今回のプレゼントは前回と同じエナドリのセット、そして【ハデスの兜】という装備だった。取り出してみると、半透明で形が分かりづらいが確かに兜のようだ。
【ハデスの兜】〈頭:兜〉HP-50000 VIT-100 SPD-100
装備スキル:【不可視・真★20】
装備条件:VIT100、SPD100、MGC100
解説:装備者の姿を消すといわれる伝説の兜。装備者に大いなる制約を課すが、MPを消費している間だけ存在を完全に隠蔽することができる。
「癖のある装備だな……。というかスキルのコストが上限を超えてるんだけど」
『装備スキルのことだね。それは装備している間だけコストに関係なく使えるようになるんだ』
「外付けってことか。ステータスの低下がすごいけど、それに見合ったスキルなのか?」
『もちろんだ、【不可視】スキルはその名の通り誰からも見えなくなる効果がある。いろいろ悪さができそうだろう?』
試しにハデスの兜を装備し、スキルを使用してみると体が半透明になった。おそらく他人からは全く見えない状態なのだろう。
動いてもスキルを使っても解除されないようだが、MPの消費量が自然回復を上回っているようで緩やかにMPが減っていく。それでもスキルの効果からすれば破格だ。
「ずっと隠れたまま攻撃できるとか、さすがにまずいんじゃないか……?」
『いやいや、本来なら数秒で効果が切れるように調整してある。だが、キミの場合最大MPが有り余っているからね。それに器用さが高いと消費MPが軽減される仕様だから、想定よりずっと長く使っていられるということだ』
「へー。器用さも捨てたもんじゃないな」
効果がわかりづらいため死にステなどと揶揄されている器用さだが、それなりに役に立つらしい。
「で、こんなものを渡して何が目的なんだ?」
『いやあ、キミがあまりにもプレイヤーと関わろうとしないからさ、ぶっちゃけつまらなくてね。ボクがせっせと働いてる中でスローライフなんて見せつけられたら、意地悪したくなるのも仕方ないだろう?』
「はぁ……そういうことか。また理不尽なクエストを出すつもりだろ」
『キミの行動次第ってことさ。その兜をうまく使えば目立たず介入できるだろうし、もっとボクを楽しませてくれ』
「……考えておく」
スローライフを送る気満々だったヒロシは新たな悩みの種に辟易しながらも、目立たずに介入するための計画を練り始める。

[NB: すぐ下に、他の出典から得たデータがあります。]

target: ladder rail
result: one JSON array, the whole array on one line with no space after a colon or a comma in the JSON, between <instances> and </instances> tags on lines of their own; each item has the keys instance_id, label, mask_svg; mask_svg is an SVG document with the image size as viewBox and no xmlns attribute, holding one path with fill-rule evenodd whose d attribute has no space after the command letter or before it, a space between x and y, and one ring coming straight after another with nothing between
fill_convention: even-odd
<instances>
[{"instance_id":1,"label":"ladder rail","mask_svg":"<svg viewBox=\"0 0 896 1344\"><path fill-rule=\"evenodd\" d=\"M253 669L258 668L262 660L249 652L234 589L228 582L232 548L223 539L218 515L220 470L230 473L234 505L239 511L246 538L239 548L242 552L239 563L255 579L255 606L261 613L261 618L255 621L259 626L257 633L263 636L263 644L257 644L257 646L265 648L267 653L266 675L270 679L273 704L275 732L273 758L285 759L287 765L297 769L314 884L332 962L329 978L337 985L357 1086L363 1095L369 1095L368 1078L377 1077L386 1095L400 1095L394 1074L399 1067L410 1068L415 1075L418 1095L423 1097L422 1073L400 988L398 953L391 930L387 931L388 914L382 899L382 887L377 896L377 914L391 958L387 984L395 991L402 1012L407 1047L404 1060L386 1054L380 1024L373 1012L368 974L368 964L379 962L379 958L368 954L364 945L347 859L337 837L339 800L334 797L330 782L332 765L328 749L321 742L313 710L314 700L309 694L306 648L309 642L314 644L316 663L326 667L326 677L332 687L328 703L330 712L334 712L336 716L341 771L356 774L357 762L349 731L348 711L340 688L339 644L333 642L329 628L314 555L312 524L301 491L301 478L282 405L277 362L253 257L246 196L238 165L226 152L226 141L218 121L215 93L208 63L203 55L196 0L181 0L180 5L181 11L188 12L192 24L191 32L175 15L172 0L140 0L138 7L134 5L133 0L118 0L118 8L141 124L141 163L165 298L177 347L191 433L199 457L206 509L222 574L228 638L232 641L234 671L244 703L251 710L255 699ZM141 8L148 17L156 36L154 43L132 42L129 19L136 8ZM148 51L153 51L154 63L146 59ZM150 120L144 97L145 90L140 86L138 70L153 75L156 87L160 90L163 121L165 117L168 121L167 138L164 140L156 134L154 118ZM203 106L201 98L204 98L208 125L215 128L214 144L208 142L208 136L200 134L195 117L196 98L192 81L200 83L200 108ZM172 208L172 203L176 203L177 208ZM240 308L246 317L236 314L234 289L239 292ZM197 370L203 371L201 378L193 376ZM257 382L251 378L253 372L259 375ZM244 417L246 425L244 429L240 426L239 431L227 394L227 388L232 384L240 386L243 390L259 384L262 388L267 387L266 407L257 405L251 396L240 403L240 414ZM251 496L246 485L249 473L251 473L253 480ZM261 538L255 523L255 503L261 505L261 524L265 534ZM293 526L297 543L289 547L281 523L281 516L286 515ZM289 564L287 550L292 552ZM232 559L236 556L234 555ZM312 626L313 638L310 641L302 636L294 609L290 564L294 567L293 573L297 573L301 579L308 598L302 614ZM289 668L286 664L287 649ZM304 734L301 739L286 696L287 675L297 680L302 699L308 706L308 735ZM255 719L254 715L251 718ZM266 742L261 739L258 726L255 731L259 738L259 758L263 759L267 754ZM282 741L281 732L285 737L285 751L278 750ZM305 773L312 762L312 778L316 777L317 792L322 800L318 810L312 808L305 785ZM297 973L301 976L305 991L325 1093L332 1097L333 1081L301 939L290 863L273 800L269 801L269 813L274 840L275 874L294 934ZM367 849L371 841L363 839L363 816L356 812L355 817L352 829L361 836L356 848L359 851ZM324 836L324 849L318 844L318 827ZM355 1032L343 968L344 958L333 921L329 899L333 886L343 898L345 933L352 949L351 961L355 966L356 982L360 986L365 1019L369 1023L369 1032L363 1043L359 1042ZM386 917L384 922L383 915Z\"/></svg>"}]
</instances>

『ふぁぁ、そろそろ仮眠を取ったほうがよさそうだ。魔法少女の件でからかうのはまた今度にしよう。では失礼』
「こいつ……! 切るの早っ!」
最後に余計なことを言ったレイナはそそくさと通話を切った。
ヒロシはため息をついて立ち上がり、部屋を出る。ギルドもすっかり暗くなり、ランタンに照らされた酒場は日中とは違う雰囲気を醸し出している。
一度大きく伸びをしたヒロシは食事を中断し、帰路につくのであった。